西土堂には長屋形式の住宅は複数あるが、この建物は二戸一長屋を中央の躯体(主舎と呼ぶ)で背中合わせに繋ぎ、そこに切妻の大屋根を架けるという形式を採っており、それが4間(けん)幅というボリューム感のある妻面を現出させている秘訣である。1軒の家(1世帯)のように見せながら、実際には棟木ラインで左右に別世帯を成し、もちろん内部では行き来できない長屋というユニークな構成が、この建物の最大の特徴といえよう。

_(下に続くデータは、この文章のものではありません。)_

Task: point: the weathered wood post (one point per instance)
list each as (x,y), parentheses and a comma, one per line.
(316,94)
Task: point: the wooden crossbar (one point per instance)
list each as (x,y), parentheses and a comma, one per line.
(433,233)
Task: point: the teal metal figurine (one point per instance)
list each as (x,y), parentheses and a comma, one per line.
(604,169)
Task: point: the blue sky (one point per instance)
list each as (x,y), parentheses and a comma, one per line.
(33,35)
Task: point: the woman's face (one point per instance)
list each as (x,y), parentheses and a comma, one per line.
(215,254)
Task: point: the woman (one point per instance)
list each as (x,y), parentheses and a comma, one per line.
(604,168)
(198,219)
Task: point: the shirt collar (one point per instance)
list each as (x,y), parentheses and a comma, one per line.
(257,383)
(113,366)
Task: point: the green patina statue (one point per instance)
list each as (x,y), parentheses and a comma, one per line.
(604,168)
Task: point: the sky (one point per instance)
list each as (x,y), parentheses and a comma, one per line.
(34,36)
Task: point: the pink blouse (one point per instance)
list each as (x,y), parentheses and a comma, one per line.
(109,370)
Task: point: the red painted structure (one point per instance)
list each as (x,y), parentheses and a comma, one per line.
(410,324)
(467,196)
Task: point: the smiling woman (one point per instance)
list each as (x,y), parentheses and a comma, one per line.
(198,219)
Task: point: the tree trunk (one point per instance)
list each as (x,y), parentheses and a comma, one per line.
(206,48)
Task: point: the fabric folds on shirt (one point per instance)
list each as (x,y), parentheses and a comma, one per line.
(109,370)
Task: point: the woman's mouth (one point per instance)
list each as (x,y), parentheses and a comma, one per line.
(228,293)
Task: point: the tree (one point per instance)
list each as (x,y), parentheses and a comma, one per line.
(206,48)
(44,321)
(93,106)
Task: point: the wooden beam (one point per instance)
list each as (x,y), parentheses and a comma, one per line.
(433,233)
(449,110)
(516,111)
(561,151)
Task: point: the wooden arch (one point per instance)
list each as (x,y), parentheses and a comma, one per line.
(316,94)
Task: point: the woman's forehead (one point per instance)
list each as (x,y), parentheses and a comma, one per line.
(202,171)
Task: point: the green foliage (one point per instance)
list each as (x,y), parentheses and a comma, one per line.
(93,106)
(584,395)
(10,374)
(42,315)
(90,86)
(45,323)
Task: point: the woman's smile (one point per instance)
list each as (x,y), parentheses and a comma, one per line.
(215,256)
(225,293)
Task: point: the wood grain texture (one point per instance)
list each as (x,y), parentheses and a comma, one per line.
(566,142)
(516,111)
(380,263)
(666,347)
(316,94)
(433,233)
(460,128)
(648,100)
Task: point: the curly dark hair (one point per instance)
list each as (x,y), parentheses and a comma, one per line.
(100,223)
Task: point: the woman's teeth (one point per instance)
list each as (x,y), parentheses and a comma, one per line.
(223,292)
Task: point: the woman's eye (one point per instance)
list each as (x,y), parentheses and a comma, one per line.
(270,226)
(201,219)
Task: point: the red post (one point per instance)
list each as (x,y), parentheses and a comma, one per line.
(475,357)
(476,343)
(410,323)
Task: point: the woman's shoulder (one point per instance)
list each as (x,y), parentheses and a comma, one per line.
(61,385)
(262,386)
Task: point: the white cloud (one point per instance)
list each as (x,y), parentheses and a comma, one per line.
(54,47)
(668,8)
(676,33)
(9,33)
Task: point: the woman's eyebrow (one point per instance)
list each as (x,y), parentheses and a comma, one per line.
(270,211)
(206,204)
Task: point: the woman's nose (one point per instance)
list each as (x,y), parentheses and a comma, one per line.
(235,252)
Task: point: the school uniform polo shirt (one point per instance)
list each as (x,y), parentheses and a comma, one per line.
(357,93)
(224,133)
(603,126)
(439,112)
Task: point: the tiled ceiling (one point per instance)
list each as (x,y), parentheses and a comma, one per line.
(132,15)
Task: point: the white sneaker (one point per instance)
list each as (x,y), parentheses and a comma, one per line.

主舎の左右に、小規模な切妻が見える。3分の1ほどの間口の東舎と西舎が、あたかも三尊仏の脇侍のように付き従い、ゆったりとした水平的広がりと風格を与えている。世帯単位としては、正面から見上げて主舎の右半分と東舎部分が津留氏の住宅となっている。
出入口はそれぞれの両翼の側面に作られているので、2世帯は別々の石段を登ってアプローチする。このため、小路(しょうじ)単位で形成される町内会では、別個に帰属することになり、必要以上に顔を合わせる必要がなく、「壁1枚へだてる」関係でありながら、プライバシーの面で気遣いが少ない、という側面があった(ただしこの点が主舎の修繕にマイナスに働いたことは後述する)。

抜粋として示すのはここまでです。